Encoding problems with introspection in g_log_writer_format_fields()
From the user point of view the problem appears on windows platform with python apps calling g_log_writer_format_fields via gobject introspection: doing this results in python exceptions if the returned string contains non-ASCII. The exceptions looks like:
UnicodeDecodeError: 'utf-8' codec can't decode byte 0xa1 in position 103: invalid start byte
In the python code is similar to:
def structured_log_adapter(level, fields, field_count, user_data):
message = GLib.log_writer_format_fields(level, fields, True)
GLib.log_set_writer_func(structured_log_adapter, None)
The user-visible bug was triggered in meld on windows: meld#222 (closed)
The reason is that g_log_writer_format_fields() introduced in 2.50 returns gchar*
which points to string in non-utf8 encoding, but the special comments used for introspection generation doesn't tell that string is not utf8; such annotation looks to be possible, see for example recent fix for g_locale_from_utf8 8a93e2d5
Also see meld#222 (comment 315507) for a bit more details and example python code.
The first fix direction coming to mind would be changing introspection comments, so the introspection system would understand that the returned data is null-terminated byte array and not utf8 string.
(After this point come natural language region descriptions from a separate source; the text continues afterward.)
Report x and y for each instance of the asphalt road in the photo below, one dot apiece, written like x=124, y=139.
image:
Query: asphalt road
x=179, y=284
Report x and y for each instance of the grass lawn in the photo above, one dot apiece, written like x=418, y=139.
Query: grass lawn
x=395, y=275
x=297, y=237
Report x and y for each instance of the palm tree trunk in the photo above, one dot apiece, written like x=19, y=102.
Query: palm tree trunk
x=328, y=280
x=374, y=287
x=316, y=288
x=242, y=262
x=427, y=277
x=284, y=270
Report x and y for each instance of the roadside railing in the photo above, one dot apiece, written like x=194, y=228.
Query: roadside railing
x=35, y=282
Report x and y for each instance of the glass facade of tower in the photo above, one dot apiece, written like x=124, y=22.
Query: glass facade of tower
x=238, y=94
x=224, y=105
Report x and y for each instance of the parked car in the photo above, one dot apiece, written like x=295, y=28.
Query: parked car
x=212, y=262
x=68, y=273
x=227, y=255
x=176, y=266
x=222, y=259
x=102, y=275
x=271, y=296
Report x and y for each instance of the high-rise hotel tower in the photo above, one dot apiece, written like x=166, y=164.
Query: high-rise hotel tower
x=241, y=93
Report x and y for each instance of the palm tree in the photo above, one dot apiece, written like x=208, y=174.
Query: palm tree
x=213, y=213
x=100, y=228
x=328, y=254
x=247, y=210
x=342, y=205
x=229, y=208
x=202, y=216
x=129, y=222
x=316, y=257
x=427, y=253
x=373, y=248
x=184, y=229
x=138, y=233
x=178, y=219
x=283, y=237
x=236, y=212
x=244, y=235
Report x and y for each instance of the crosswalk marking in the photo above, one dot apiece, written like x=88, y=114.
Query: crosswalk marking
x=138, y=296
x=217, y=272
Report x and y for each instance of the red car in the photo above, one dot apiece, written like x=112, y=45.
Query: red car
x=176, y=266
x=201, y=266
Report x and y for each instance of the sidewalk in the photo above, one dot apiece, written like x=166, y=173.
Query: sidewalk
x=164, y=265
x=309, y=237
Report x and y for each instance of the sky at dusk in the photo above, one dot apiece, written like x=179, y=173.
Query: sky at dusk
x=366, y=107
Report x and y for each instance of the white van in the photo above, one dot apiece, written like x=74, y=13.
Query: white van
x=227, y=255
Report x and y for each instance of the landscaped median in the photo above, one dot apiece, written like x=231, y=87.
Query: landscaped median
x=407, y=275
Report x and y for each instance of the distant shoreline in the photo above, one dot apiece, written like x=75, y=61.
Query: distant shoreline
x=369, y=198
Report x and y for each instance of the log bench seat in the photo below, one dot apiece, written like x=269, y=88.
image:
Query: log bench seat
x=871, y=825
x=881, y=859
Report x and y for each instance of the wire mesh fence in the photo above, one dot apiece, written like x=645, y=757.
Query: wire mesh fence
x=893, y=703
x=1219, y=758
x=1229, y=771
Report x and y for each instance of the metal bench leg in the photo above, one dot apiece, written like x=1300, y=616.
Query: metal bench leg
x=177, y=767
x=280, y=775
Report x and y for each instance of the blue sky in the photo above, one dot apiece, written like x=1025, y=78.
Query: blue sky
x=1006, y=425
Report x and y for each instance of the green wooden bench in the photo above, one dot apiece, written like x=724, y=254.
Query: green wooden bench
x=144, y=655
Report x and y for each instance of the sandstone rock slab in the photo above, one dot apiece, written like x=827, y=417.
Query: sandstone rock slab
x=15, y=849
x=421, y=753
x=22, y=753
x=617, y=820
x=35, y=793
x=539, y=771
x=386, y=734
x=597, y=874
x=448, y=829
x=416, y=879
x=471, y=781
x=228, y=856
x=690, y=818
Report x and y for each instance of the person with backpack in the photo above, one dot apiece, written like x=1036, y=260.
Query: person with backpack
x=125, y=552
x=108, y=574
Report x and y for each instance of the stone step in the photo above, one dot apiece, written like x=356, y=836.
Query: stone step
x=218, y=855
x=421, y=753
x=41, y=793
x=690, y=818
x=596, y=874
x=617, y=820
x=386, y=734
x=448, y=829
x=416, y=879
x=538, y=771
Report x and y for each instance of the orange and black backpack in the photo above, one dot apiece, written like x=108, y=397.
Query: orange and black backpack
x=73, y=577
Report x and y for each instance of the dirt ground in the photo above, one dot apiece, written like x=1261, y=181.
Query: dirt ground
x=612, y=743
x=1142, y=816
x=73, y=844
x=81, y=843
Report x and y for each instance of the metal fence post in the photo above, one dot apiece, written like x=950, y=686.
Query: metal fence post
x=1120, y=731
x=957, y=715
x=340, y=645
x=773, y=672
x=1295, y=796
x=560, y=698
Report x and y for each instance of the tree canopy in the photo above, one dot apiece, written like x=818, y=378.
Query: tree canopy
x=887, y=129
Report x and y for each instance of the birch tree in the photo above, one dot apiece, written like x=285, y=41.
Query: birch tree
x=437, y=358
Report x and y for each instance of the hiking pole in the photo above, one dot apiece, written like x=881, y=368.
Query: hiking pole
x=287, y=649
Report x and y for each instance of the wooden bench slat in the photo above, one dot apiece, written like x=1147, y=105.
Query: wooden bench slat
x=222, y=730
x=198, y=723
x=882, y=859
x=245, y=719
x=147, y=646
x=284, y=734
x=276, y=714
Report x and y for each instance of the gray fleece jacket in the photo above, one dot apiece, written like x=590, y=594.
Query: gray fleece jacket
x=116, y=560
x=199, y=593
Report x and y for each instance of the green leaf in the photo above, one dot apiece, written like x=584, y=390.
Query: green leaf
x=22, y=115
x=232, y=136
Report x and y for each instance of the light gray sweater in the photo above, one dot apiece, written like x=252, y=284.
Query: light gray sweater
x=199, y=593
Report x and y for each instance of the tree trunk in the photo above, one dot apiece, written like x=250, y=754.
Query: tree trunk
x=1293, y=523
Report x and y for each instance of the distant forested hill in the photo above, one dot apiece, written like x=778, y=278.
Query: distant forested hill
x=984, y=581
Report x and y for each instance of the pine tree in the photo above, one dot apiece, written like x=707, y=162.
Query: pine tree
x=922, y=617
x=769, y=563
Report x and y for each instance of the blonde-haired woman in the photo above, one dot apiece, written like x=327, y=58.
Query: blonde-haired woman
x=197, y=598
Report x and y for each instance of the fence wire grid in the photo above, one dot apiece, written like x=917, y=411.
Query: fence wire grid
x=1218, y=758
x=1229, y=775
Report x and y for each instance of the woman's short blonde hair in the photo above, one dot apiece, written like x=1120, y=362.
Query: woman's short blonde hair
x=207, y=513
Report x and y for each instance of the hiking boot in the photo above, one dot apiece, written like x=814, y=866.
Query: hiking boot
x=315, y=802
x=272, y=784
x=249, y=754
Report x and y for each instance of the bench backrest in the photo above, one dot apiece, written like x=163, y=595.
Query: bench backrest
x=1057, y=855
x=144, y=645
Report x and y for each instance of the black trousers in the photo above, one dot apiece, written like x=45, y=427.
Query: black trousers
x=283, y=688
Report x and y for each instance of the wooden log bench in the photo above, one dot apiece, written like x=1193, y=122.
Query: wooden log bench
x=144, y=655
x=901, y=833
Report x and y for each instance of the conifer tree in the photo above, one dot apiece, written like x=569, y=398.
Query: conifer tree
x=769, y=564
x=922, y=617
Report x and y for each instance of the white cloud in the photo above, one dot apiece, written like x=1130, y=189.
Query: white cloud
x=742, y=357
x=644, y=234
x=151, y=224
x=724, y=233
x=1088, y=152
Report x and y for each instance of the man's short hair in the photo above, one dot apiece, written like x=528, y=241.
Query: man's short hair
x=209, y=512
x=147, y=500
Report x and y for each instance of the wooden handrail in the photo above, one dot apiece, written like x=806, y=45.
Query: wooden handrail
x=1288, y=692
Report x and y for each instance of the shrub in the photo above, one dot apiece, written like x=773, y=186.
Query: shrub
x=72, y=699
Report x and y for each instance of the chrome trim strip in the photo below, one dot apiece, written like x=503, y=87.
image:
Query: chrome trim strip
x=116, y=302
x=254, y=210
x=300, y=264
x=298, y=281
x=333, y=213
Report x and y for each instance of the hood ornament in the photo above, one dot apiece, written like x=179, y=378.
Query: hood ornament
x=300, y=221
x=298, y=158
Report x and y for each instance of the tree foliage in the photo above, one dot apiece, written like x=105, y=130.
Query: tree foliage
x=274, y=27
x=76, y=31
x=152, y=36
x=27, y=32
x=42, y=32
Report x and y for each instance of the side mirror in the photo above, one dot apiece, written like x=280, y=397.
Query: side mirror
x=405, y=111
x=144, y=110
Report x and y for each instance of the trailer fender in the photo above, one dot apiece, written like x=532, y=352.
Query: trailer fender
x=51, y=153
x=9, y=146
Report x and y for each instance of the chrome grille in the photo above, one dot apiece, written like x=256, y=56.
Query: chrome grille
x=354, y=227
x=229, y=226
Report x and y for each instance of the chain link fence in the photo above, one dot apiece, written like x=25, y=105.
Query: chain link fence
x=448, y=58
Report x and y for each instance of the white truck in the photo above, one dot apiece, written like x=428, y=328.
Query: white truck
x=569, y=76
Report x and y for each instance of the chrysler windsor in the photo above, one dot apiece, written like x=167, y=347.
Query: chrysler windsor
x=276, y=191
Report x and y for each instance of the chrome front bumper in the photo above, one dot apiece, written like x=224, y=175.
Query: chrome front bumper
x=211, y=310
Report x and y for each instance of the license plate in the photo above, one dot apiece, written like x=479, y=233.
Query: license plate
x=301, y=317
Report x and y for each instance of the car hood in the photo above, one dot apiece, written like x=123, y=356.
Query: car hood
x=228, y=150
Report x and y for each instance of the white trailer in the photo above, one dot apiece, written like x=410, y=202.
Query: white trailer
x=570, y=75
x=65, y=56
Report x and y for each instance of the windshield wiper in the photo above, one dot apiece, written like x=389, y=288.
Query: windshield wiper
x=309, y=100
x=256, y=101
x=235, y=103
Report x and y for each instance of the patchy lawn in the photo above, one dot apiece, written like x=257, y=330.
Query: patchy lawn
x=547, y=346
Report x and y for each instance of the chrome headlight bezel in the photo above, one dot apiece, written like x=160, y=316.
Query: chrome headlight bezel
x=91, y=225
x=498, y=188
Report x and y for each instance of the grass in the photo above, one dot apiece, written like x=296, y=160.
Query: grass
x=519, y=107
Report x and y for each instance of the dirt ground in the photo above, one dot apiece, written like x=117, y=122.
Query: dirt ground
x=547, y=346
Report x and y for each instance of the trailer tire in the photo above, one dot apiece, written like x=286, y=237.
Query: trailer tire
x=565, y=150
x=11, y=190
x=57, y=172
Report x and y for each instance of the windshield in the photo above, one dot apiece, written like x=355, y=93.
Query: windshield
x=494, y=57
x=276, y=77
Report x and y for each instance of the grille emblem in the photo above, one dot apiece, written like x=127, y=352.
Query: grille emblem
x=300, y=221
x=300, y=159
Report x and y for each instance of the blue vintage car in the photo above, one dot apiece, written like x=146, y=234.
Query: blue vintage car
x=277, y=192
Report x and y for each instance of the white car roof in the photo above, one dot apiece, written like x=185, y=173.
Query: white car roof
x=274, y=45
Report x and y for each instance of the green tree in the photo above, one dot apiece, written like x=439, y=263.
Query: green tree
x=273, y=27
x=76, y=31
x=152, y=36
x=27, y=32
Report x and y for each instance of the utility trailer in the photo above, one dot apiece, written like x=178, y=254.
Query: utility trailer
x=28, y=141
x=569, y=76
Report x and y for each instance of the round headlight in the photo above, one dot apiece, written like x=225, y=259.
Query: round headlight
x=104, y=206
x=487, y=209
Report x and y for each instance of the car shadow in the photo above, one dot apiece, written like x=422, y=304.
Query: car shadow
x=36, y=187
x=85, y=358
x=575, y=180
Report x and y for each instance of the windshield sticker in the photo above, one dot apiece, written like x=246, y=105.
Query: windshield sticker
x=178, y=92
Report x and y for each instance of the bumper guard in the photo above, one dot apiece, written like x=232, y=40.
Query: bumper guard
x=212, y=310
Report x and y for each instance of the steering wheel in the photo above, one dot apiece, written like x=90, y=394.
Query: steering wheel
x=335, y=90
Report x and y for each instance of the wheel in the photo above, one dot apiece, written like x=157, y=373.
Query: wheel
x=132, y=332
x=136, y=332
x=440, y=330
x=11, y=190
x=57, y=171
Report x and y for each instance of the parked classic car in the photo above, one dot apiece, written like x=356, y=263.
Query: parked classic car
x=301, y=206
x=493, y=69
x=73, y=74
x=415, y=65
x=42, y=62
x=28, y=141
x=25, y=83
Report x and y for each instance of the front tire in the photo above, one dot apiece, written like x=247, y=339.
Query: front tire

But after some analyses I found that some other variants can be considered.
At first some plain facts:
- as of today google, github and internet code searching suggests that opensource apps using this function are python apps - it's meld and in pychess (other usages are either from glib itself, or from wrappers autogenerated from gi introspection); it uses it from python, and only python usages were found in public code.
- pychess worked around the exception by catching UnicodeDecodeError, see https://github.com/pychess/pychess/commit/40631d75a607d1cfccfdefeac454dfdf7f0a2a85 (included in 0.99.0 release).
- meld (recently, not released by now) in master and active meld-3-18 branch worked around the exception by catching all Exceptions meld@9587146d
Now a list of I fix methods I suggest to consider:
- The simple one: fix the comment used for introspection generation
- Change returned encoding to utf8: change function, docs, and internal usages to "return utf8" interface.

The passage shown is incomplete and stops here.